Walt Collins, a journalism professor who taught Krupa during her last semester at Notre Dame, said he was “not at all” surprised to hear of the Pulitzer.

“There’s been half a dozen students in the past few years that wouldn’t surprise me,” Collins said, “and Michelle is one of the preeminent.”

He said he “vividly” remembers a story Krupa wrote for his Literary Journalism class that also appeared in The Observer on April 7, 2000. In “One Victim’s Voice,” Krupa leads readers through the crisis faced by “Emily,” a Notre Dame junior and rape victim.

It was “a stunning piece of enterprise journalism,” Collins said.

After graduation, Krupa – an Arlington Heights, Ill. native – went to work at the Beacon News in Aurora, Ill., a city 40 miles west of Chicago.

She continued her journalism education, spending one year in a University of Maryland graduate program before joining the staff of the Times-Picayune, where she has now worked for four years.
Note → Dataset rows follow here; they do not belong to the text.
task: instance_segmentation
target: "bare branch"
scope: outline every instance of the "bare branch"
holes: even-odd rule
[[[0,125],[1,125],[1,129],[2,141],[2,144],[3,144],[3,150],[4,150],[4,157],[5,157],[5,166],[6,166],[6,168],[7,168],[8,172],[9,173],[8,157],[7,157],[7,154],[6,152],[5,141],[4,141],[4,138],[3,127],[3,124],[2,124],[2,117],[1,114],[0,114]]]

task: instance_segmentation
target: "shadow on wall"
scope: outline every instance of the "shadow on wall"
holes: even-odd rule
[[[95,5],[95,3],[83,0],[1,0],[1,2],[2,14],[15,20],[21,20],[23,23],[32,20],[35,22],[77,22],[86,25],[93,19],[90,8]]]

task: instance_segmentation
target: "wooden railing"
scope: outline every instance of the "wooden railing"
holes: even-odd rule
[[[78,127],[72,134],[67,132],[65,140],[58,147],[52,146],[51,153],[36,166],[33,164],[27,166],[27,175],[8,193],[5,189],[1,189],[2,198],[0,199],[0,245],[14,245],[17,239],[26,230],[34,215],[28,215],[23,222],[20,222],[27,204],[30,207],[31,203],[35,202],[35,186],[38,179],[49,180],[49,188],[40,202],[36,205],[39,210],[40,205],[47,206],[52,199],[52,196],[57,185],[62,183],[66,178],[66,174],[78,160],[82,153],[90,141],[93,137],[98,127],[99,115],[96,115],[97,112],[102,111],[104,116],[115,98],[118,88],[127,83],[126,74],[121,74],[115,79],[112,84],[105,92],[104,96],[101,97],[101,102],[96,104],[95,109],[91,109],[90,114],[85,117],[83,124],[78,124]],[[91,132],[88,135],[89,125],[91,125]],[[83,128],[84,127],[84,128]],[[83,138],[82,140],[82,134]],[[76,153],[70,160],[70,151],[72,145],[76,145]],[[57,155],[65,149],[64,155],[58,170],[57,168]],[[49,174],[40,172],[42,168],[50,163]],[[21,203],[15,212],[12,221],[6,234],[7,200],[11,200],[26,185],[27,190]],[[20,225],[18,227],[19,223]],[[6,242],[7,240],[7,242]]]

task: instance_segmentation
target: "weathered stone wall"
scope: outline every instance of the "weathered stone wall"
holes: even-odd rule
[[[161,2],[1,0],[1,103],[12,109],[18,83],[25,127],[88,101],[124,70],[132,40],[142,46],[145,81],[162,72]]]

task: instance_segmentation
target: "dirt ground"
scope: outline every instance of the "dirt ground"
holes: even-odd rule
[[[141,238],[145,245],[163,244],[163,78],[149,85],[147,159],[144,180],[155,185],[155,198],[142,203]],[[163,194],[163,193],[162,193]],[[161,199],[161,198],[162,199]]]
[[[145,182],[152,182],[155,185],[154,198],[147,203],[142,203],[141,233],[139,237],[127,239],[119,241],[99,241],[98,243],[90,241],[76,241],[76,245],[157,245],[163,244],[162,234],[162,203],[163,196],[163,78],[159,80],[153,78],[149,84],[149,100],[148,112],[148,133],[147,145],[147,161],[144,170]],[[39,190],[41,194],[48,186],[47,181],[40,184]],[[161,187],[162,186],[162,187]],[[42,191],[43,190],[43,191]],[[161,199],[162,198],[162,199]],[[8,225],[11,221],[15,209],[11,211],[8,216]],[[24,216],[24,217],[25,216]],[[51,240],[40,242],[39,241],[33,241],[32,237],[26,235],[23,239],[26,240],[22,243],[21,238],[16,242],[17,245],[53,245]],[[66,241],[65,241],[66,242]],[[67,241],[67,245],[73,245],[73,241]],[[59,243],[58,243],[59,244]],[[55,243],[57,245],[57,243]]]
While the Pulitzers signify a concrete achievement for the Times-Picayune, in Krupa’s eyes, the Katrina story is far from finished.

“I don’t know if there’s been a single story I’ve written since Aug. 29 that hasn’t had the word ‘Katrina’ in it,” Krupa said. “We’re going to be writing this story for 20 years.”

The other two recent Notre Dame Pulitzer winners are also former Observer staffers. 1995 graduate and Saint Paul Pioneer Press reporter George Dorhmann won the 2000 beat reporting award for a series on academic fraud within the University of Minnesota’s men’s basketball program, and 1994 graduate David Kinney was a member of the Newark Star-Ledger’s Pulitzer-winning staff in 2005. The staff won for its coverage of the resignation of New Jersey governor James McGreevey after he admitted to appointing his extramarital male lover to a state security leadership post.

At least two other Notre Dame alumni have won individual Pulitzers, according to Assistant Vice President for News and Information Dennis Brown. 1939 graduate Edwin O’Connor won for fiction (“The Last Hurrah”) in 1962, and 1927 graduate and sports columnist Red Smith won in 1976.

Mary Kate Malone contributed to this report.